Everywhere you look there is a picture of a young guy with ripped abs, and spikey hair. If the pictures are not right in your face then it is listed in the personal ads that these guys are posting. "Looking for similar"...has vanity reached a such a new high that we are trying to date ourselves? I would never think to put that in my profile. Maybe it is psychological. Maybe it is a sign that if I am not looking for someone that looks just like me that I am not happy with myself?
I don't think so. The funny thing about it is that I am happy with myself RIGHT NOW. The only thing from keeping me from complete happiness is someone to call my own. When I look around I feel like the only offers out there are looking for ripped muscular dudes (and since there are SO FEW of those around out there, the pickin's are quite slim). Who doesn't want a hot guy? Why would you go through the efforts of making up an online dating profile just to say "Hey, I'm just like everybody else, I want a hot guy with a flat stomach!". What is the point?
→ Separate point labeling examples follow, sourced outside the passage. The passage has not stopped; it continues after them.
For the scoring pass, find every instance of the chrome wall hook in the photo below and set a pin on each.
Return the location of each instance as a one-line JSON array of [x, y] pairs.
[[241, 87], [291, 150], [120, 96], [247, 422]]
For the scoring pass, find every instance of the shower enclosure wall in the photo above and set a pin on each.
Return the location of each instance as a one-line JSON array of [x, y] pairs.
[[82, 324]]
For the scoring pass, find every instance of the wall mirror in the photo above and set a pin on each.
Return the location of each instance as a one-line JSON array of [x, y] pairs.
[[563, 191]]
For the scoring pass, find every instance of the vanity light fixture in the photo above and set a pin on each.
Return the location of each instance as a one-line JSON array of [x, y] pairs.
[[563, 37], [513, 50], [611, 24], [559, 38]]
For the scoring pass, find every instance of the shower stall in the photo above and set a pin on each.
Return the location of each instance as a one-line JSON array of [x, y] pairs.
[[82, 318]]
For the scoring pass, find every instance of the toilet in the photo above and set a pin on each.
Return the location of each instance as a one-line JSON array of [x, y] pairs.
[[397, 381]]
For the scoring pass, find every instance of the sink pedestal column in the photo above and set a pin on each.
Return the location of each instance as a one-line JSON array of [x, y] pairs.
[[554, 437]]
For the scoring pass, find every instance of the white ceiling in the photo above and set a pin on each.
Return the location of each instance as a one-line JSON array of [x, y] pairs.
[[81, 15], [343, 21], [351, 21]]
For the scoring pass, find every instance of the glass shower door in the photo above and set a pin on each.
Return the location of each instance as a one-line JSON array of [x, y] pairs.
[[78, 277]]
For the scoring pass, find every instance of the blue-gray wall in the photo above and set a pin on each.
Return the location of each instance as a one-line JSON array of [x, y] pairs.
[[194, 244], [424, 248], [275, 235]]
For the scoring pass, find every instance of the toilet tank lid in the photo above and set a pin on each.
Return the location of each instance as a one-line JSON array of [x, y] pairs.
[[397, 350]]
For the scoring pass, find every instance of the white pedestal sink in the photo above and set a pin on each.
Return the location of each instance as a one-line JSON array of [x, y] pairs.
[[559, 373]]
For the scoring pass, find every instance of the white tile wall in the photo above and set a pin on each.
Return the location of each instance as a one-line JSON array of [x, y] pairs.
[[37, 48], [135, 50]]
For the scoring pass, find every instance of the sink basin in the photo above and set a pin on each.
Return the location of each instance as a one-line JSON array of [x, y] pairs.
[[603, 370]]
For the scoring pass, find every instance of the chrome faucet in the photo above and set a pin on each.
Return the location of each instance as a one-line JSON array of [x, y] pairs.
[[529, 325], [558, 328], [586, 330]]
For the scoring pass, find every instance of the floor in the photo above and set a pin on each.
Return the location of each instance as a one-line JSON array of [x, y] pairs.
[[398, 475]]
If we are all after the same thing then why do we need to list it?
Another thing that bothers me about this gay dating "scene" if you would even call it that, is that our attention spans are so short, we can't even grasp the idea that weight comes and goes.
These guys that are so in shape now, will reach a point when life and gravity has its way with them. Then they will be singing a different tune...aka..."I'll take anything I can get at this point!"
If they are so dedicated to the gym, then why wouldn't they want to start off as friends with a guy like me and help me stay motivated to work out? Weight comes and goes. I can't help but get discouraged when I think about the guys that are not coming after me now because of my weight, and then I think about what happens when I loose this weight. I don't want to date them then either! If they won't chase after me now, I don't want them at all!
So this makes me depressed, and gets me discouraged from working out. If I was dating someone I would be going to the gym all the time. I would be striving for the best me that I could give to them. I am almost too afraid to workout on my own for fear of finding someone who only liked me at a compatible weight or body type.
When I was home in Charlotte for a visit I spoke with my friend John about my weight. I tried to explain that I was fine, it was everybody else, and he told me that "all fat people say that".
Fuck you John, I told him. I explained that I was truly happy with my weight and my body. I am content to the point that I would never take diet pills or steroids or go on any ridiculously strict diets in order to JUST find someone to go out with me. Pointless right?
When this year is said and done, I do not think I will renew my gay card.